I was going to go for a run today. Instead, I am watching the “fitness” app on my TV update. And will then proceed to do nothing about it once it has. I’m really just curious about the app, not interested in exercising right this moment.
That is very much 2012 speaking.
I took a glance at my resolutions at the beginning of 2012, and had to laugh about how irrelevant they are, considering where we ended the year. But, scanning through what little I’ve blogged in 2012, and reflecting on the year I’ve just had, I definitely have a resolution for 2013: Lean In.
I feel like I have been hanging back for a while. Carrying around a bunch of baggage. Nothing big on its own, but enough pieces that, combined, I’ve let slow me with their weight.
So in 2013 I’m resolving to lighten that load.
Moving abroad has made one thing crystal clear to me: I need to DO more. To lean in. To “Ship.”
I feel like I’ve had ideas about things like connecting with friends, making new friends, and finishing stagnant projects for a couple years. I’ve been telling myself that when things “settle down” I’ll have time for all these. Time to do them properly.
Therein lies the error of my ways. Things do not “settle down.” And in the meantime, I’m a continent and an ocean (in either direction) away from friends and family who don’t often hear from me, and I continue to unpack projects that I need to either do or dump. It would also probably do me well to get over myself and ask one of the casual acquaintances I’ve made over for tea.
It all sums up to dropping the baggage and quit waiting for everything to be just right before I send an old friend a note, or ask a new friend to tea, or take the next step in a project, or do something about getting up off my ass with that fitness app. To stop worrying about perfection, and do it anyhow.
So, here’s to 2013. Let’s do this thing.
THIS. So. Much.
I once heard Brene Brown (a researcher on vulnerability) give a TEDxHouston talk where she said (I think the talk is titled “The power of vulnerability”) that the motto of social work was “Lean into the discomfort of the work”. I think she means it as “if you do social work, you can’t shy away – you need to lean in”.

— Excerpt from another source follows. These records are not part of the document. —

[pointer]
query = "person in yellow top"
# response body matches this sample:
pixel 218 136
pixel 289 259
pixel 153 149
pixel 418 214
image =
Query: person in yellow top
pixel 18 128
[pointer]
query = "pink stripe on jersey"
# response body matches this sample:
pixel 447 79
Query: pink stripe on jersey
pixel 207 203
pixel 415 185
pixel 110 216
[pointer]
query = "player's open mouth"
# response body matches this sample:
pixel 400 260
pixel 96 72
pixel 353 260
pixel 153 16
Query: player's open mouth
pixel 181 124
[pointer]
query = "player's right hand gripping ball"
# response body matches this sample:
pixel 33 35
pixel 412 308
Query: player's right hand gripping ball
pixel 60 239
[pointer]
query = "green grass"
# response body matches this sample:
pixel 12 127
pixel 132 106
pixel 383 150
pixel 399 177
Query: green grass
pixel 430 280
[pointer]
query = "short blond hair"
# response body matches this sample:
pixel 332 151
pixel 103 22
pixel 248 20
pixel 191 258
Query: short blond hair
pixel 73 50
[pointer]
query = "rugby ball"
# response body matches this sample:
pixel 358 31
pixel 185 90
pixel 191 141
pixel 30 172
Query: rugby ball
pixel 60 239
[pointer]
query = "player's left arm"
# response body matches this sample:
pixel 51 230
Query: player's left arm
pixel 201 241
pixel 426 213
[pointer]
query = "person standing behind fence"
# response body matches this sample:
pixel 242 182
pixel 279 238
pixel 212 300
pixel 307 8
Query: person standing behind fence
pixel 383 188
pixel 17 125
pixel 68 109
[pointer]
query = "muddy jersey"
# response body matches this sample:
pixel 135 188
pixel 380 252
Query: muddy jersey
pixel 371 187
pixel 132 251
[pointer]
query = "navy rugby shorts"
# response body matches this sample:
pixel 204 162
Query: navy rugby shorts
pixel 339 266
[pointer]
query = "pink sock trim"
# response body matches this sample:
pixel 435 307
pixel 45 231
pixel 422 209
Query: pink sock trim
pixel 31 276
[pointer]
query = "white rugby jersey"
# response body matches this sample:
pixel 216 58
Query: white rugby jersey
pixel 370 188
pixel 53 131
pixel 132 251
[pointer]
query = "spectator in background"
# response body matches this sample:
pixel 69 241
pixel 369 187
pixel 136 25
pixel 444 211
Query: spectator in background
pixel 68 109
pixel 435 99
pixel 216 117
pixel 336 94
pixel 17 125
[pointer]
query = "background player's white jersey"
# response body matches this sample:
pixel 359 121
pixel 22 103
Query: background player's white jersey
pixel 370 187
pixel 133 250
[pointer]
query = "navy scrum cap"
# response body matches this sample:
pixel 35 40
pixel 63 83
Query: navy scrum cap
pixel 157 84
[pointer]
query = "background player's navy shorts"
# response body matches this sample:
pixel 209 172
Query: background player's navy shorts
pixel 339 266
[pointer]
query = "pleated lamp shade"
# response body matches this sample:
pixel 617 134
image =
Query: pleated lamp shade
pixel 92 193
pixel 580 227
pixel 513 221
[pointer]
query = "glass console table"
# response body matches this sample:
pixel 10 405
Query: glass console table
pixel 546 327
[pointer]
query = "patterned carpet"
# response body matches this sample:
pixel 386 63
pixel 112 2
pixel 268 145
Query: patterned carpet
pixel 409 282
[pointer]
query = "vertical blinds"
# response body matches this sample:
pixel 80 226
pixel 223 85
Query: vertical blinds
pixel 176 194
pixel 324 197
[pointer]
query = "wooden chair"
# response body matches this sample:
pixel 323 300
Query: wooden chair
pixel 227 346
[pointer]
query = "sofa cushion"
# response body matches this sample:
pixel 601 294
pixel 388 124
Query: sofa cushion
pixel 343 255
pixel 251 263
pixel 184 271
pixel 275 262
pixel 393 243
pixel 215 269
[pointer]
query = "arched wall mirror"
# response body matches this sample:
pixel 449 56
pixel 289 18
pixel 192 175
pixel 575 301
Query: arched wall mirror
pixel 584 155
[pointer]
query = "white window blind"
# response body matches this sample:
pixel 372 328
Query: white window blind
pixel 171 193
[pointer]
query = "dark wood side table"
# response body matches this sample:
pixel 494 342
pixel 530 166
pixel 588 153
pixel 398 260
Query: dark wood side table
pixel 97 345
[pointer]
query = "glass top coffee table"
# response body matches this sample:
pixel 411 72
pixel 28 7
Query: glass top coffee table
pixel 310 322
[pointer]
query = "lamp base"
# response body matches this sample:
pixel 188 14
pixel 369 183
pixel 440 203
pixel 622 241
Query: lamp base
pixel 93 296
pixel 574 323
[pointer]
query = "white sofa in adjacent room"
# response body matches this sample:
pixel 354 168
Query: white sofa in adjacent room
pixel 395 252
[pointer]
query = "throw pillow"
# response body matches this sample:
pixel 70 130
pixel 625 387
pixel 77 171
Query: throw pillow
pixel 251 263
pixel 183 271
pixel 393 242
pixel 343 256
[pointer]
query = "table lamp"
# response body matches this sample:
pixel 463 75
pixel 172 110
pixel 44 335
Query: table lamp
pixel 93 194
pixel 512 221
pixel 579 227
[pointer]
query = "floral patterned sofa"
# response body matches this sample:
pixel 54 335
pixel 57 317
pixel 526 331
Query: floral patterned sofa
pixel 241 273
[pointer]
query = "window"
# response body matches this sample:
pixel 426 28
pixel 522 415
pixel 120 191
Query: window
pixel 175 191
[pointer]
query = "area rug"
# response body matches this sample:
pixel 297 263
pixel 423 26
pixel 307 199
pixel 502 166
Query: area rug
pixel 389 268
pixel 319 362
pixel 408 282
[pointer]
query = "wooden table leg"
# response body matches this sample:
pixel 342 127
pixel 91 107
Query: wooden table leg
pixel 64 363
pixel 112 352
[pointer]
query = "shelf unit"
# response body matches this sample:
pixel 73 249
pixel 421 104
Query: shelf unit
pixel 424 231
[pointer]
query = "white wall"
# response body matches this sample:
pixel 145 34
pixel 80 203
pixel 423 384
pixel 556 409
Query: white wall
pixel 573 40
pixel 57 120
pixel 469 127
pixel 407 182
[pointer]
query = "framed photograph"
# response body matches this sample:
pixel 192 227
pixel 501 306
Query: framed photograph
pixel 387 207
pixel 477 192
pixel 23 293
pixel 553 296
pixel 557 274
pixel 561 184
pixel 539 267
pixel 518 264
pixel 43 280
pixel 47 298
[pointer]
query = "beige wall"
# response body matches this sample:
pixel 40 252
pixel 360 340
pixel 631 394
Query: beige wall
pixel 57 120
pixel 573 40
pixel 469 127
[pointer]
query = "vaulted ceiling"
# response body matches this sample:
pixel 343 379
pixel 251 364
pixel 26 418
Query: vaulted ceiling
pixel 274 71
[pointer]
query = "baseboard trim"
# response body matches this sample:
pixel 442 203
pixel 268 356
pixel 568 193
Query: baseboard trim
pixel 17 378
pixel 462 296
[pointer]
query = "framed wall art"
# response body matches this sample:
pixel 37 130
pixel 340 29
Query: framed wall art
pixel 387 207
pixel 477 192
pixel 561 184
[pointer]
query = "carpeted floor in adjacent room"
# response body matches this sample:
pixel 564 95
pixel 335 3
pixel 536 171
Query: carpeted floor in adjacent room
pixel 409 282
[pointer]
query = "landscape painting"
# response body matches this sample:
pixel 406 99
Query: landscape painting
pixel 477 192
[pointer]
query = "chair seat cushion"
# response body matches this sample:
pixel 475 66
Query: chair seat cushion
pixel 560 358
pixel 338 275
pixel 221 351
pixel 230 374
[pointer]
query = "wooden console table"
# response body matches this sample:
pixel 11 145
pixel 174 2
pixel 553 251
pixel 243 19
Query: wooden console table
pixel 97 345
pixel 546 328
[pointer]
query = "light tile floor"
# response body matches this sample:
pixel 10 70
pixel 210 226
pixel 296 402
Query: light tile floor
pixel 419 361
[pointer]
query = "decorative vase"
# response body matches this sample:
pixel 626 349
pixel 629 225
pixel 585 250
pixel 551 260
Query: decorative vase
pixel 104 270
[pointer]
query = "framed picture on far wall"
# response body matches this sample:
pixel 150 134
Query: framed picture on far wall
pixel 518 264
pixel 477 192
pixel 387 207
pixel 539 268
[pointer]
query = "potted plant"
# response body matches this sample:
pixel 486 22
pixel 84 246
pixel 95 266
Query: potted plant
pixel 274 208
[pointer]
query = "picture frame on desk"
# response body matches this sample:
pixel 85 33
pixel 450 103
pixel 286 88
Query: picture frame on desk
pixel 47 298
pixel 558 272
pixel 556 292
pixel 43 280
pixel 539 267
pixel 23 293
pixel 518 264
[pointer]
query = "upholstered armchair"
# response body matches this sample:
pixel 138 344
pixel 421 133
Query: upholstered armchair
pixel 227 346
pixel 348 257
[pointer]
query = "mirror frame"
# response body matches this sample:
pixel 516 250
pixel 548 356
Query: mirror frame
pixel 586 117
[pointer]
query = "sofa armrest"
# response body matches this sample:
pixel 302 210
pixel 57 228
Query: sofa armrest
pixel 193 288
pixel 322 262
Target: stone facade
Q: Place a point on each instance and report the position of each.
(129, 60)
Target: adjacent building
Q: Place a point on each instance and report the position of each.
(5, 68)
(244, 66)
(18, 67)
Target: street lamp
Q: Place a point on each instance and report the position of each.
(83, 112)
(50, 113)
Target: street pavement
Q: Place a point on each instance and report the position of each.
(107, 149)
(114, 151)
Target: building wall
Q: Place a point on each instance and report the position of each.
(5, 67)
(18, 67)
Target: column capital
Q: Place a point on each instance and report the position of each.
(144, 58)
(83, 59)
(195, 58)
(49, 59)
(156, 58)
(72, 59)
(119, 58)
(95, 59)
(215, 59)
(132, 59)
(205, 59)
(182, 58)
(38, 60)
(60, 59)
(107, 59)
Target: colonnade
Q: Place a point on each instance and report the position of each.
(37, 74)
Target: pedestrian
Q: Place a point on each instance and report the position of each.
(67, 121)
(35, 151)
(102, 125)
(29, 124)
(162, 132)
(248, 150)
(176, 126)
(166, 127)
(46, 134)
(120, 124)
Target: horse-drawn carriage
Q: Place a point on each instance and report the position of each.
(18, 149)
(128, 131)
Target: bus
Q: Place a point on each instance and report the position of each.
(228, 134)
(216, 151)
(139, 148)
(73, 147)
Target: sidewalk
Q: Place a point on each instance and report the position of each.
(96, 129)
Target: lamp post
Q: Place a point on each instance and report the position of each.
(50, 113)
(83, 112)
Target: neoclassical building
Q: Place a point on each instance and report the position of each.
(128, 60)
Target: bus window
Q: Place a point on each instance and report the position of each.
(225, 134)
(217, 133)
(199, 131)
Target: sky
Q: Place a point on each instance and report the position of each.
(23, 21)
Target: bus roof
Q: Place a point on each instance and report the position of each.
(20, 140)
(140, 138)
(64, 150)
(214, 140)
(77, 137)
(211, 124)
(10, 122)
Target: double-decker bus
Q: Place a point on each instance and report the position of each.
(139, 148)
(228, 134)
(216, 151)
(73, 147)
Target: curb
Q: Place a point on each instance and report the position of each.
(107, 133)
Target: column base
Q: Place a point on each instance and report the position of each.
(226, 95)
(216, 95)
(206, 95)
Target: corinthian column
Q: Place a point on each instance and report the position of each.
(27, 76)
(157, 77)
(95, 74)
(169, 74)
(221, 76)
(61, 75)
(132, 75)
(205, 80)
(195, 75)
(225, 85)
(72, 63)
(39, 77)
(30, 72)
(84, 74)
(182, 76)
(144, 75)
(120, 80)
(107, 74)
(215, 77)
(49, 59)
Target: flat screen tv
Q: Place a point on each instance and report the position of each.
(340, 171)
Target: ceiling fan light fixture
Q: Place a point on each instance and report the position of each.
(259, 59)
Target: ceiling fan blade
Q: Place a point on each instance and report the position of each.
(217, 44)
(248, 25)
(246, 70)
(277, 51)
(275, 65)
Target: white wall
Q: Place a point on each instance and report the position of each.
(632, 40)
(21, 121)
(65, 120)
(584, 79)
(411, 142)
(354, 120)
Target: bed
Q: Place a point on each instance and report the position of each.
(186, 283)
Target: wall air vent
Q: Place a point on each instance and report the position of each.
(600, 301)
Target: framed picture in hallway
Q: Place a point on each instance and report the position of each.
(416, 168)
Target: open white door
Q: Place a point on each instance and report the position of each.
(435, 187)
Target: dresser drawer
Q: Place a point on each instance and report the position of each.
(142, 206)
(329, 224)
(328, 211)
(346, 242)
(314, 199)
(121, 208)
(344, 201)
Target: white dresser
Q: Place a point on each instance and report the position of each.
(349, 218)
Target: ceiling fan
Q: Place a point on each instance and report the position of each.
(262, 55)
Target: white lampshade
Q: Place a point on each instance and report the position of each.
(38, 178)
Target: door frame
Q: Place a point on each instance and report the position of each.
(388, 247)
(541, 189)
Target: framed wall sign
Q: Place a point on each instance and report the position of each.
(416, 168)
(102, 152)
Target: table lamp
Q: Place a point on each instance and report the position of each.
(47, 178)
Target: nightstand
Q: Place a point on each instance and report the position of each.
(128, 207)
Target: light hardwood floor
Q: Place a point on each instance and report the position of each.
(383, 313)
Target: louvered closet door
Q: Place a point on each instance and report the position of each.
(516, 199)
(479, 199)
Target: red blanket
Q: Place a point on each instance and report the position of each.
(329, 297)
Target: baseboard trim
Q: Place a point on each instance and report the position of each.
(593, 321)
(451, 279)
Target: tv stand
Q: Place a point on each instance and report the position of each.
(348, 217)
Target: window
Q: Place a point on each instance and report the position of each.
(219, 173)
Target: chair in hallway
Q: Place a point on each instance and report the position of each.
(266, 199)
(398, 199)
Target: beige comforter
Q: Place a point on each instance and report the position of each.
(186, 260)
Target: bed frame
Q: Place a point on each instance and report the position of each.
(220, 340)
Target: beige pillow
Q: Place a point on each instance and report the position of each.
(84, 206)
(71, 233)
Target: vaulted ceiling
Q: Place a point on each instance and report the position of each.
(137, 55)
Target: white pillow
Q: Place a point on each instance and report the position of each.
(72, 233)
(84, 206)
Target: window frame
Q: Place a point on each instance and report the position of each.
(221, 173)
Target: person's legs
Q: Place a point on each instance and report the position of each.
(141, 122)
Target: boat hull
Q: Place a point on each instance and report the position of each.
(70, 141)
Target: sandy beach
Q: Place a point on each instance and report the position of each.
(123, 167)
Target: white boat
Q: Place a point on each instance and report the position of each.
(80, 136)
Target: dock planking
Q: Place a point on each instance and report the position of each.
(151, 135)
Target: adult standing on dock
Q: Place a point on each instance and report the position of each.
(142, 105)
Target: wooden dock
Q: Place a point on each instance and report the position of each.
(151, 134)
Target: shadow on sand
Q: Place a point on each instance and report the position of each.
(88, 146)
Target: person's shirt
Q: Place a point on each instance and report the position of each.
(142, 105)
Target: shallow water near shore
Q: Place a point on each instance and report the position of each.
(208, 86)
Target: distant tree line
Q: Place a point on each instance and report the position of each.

You will achieve great things this 2013, my friend. I can assure you of that.
Raul´s last blog post ..My 2013 Manifesto: Maintaining focus
Yes, me too, JUST DO IT! It’s easy to do nothing, but when you do *something* it feels so good!
Thanks guys. It feels funny to say I feel like I haven’t done much, considering the HUGE changes we’ve made in the last couple years. But I really feel like all the smaller things are suffering. Except the smaller things I’m neglecting pile up into bigger things. Which seems to be a lesson I learn over and over đŸ˜‰
+1. Amazon has a leadership principle, “Bias Towards Action”, which I’ve been trying to incorporate into my daily life.
Oh hells yes. I’m gonna join you in this.
Kim Werker´s last blog post ..The Holocene made it to the TOC Startup Showcase Finals!
Exactly! Every day I tell myself I can do “x” when the boys go to bed, and every night Im exhausted by 8pm and never get anything done besides housework. Ive been working on a painting for 4 months- Ive worked on it maybe three times. Pursuing hobbies, making new friends, keeping old ones, going out of the house in the evening, all things I need to stop waiting for time/energy to do and just do them!